As self-accusation seemed the order of the day, each of the small party came forward to blame herself, and did it thoroughly and at some length. When a soothing pause came at last, Shirley said meditatively,

"I heard Miss Meredith say the other day that women couldn't work together effectively, because woman isn't a political animal."

Charlotte Meredith's masters degree and undisputed cleverness gave no small weight to her opinion among the undergraduates, but Pauline, as her cousin and protÉgÉe, stood less in awe of her than most of the freshmen; she had even dared to christen her, quite openly, "the Cynic." It was Pauline, therefore, who now voiced the meeting's dissent from Miss Meredith's dictum. Woman could be a political animal, if she chose, and was properly directed. All that the class of '9— needed was to be taught to think before they acted.

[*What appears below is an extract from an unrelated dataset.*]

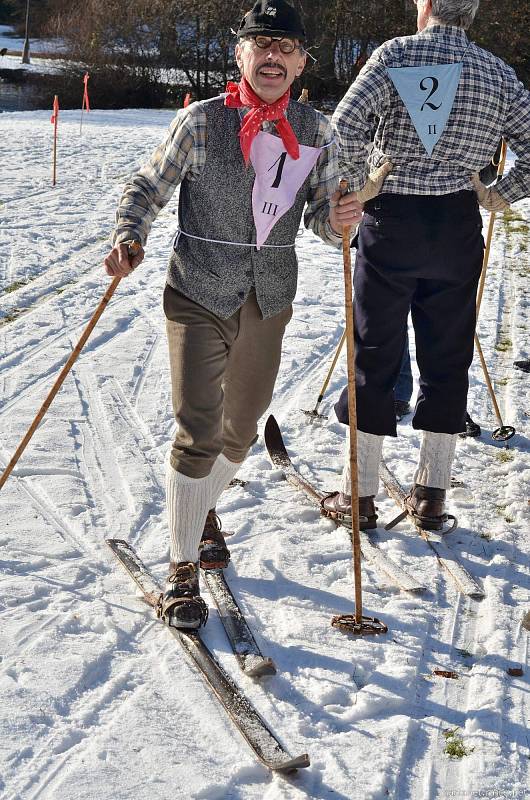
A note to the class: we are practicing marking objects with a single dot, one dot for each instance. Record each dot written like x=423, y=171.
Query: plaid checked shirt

Louise Ferguson, a small bustling girl with red hair, wanted to know how you were going to teach them to think. They might be able to do it separately, but when you took them in the mass, they were just like a flock of sheep, and class meetings merely a game of follow-my-leader. No matter how clever and sensible the individual girl was, a class of sixty-three girls was capable of any idiocy on the spur of the moment. "Look at the number of classes who elect their presidents, and then hate them ever after. Look at the case of the class who barred out their temporary chairman, and then spent the rest of their college career wishing they had elected her. They never know what they want, or if they do, they don't know enough to get it."

"Thanks awfully," crowed Peggy; "all the bouquets are coming my way. '9— made me chairman, therefore they did not want me. Q. E. D. Thanks ever so much!"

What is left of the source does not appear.